4.3. AI and Model-System Findings
Reports involving AI systems require clear security impact. PCL may consider data exposure, authorization bypass, model extraction, insecure tool invocation, supply-chain compromise, sensitive prompt leakage, or cross-tenant isolation issues. Generic jailbreaks, hallucinations, undesirable outputs, or policy bypass demonstrations without a concrete security impact are usually out of scope.
4.4. Vulnerability Notification at Scale
Large-scale notification based on internet measurement, public datasets, or passive scans requires separate review.
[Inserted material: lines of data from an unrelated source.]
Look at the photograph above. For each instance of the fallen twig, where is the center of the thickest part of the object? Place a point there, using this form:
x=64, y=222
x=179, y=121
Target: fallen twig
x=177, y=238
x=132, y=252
Notification can create operational and privacy risk even when the underlying data is public.
5. Evidence Boundary
The evidence boundary is reached when the reporter can demonstrate:
- the issue exists;
- the affected component is identified;
- the security consequence is plausible and specific;
- further proof would require additional access, exploitation, disruption, or sensitive-data exposure.
At that point, stop and report.
6. Examples of Acceptable vs Unacceptable Proof
| Claim | Acceptable proof | Unacceptable proof |
|---|---|---|
| Object authorization flaw | Demonstration using two reporter-controlled accounts | Accessing another user’s private object |
| Exposed secret in public repo | Commit URL, redacted secret type, timestamp | Using the secret against production |
| Crash in local parser | Reproducer against local test file without exploit payload | Weaponized exploit chain or live target crash |
| Sensitive error disclosure | Redacted screenshot and response metadata | Enumerating many errors to collect hostnames |
| Misconfigured storage bucket | Public listing metadata and owner notification | Bulk downloading contents |
7. Scope Escalation
Escalate before proceeding when:
- authorization is unclear;
- sensitive data appears;
- testing could impair availability;
- affected systems include third-party tenants;
- exploit development would be needed;
- the issue affects safety or critical services;
- the reporter wants public disclosure before coordination;
- the vendor is unresponsive and user risk remains material.
8. Boundary with PCL-Owned Systems
PCL may define a separate vulnerability disclosure scope for systems it owns or controls. Unless such a scope is explicitly published and current, no PCL system should be treated as authorized for active testing.
The presence of this website, a security.txt file, or a contact address does not authorize scanning, exploitation, account abuse, or service degradation.